Every winter, and depending on where you live maybe even before right now, you must winterize your exterior hose bibs. That demands that you turn off the handle of the interior valve which services each hose inside. Then you must open the handle of the hose bib outside. And if you loosen or remove the cap of the bleeder valve inside it will break the vacuum inside the pipe and drain any water out.
Let me show you a picture.
The little bleeder valve is seen on top of the copper pipe just under the black and white drain line.
The blue handle, somewhat hidden behind that pipe is the turn-off valve.
If you turn it off..
oh, oh, wait...
That valve services the dishwasher.
It's the right one to use for a hose bib shut off, but not necessarily for a dishwasher.
And that tube is the hot-water tube and services the kitchen sink with hot water.
AND the hose out back... on the deck... and there's no shut-off for the hose even though it's hot water.
Did they really want to use hot water for the hose out back? Gee, maybe this wasn't the most instructive example of how to winterize... (;>)

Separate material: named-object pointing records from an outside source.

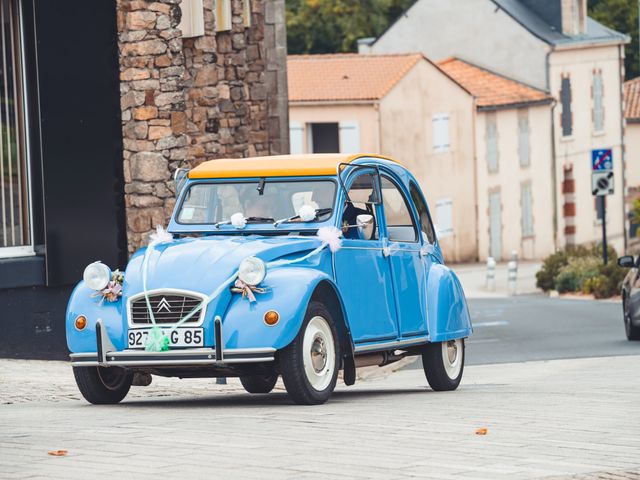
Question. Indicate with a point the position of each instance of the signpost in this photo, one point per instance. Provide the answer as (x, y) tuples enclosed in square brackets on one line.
[(601, 186)]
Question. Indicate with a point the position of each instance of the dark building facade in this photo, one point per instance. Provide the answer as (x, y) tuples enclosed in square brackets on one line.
[(100, 102)]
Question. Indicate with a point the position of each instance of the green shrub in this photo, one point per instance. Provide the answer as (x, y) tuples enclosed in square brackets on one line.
[(546, 277), (601, 286), (567, 281)]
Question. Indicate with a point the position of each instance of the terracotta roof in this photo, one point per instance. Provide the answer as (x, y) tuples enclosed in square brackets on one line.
[(344, 77), (490, 89), (276, 165), (632, 99)]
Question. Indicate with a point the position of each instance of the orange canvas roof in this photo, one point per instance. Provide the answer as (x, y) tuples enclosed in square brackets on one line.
[(275, 166), (344, 77), (491, 89), (632, 100)]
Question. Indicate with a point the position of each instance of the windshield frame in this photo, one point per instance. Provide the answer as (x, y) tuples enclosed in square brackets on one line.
[(286, 227)]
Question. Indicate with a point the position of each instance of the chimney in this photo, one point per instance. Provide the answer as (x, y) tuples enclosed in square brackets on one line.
[(574, 17), (564, 16), (364, 44)]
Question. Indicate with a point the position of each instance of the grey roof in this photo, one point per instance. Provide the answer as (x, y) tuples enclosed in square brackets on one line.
[(596, 32)]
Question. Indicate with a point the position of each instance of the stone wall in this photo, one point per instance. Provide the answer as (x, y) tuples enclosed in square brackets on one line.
[(188, 100)]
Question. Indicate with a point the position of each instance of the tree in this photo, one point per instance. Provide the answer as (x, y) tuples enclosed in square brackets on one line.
[(620, 15), (323, 26)]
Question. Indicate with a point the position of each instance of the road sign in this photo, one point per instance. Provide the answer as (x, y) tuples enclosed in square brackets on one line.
[(601, 160), (601, 183)]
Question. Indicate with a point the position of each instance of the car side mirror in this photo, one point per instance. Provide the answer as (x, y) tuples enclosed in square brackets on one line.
[(180, 178), (626, 261), (365, 226)]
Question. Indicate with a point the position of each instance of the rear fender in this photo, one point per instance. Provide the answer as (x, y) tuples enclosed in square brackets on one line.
[(447, 310)]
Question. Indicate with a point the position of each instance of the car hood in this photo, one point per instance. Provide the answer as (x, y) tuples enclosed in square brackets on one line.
[(203, 264)]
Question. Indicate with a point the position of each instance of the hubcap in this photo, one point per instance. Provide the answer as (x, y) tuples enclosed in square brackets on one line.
[(452, 354), (318, 353)]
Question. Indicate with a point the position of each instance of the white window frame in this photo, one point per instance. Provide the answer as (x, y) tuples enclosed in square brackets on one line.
[(441, 137), (349, 137)]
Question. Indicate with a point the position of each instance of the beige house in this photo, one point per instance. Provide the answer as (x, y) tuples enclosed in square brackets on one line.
[(403, 106), (513, 154), (554, 46)]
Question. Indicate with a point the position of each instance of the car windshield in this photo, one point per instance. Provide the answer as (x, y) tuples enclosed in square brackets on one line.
[(261, 201)]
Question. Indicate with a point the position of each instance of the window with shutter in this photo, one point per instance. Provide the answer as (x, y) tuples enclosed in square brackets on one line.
[(527, 211), (491, 137), (296, 136), (598, 107), (349, 137), (523, 137), (565, 101), (223, 15), (440, 132)]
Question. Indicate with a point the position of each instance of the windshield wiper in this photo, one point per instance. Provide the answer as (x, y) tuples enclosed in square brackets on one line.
[(319, 213), (259, 219)]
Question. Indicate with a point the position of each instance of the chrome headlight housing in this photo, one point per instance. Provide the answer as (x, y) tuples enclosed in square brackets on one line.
[(97, 276), (252, 271)]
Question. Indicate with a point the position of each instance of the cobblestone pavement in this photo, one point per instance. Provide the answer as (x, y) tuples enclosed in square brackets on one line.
[(560, 419)]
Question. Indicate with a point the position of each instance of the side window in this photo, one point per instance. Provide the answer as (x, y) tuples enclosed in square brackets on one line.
[(361, 194), (426, 227), (397, 214)]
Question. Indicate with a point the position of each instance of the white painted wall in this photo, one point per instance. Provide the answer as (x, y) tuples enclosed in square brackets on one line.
[(508, 180), (474, 30), (576, 150)]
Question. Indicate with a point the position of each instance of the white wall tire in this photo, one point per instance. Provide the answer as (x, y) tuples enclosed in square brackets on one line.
[(443, 364), (309, 365)]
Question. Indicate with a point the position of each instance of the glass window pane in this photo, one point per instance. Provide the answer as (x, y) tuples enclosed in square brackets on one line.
[(14, 198), (397, 214)]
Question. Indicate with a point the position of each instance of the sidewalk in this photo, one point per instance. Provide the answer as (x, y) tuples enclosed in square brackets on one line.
[(560, 419), (473, 277)]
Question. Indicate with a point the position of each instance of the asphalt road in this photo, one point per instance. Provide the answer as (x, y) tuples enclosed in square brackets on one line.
[(536, 327)]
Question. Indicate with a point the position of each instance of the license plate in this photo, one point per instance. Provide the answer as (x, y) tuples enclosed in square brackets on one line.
[(180, 337)]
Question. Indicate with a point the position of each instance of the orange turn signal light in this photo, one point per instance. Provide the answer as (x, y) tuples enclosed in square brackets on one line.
[(81, 322), (271, 318)]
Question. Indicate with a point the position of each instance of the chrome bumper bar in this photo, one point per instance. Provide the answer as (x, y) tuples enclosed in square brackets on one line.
[(106, 354)]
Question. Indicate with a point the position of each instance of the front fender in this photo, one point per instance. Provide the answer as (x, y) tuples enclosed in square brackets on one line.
[(83, 301), (289, 292), (447, 310)]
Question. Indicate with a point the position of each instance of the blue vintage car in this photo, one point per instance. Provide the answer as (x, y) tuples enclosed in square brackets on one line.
[(298, 266)]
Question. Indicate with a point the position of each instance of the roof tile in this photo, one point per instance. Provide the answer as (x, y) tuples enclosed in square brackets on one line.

Well, in the winter, before it gets too cold, you want to do what I said above for all your exterior hose bibs. And this one? This one will just have to be thought about again... And good luck with it!
My recommendation: Winterize your hose bibs every fall so your pipes will not freeze and break. Plumbers count on your not doing that! And if your pipes break it is a huge mess.
As to the other kind of mess above, well, welcome to my world!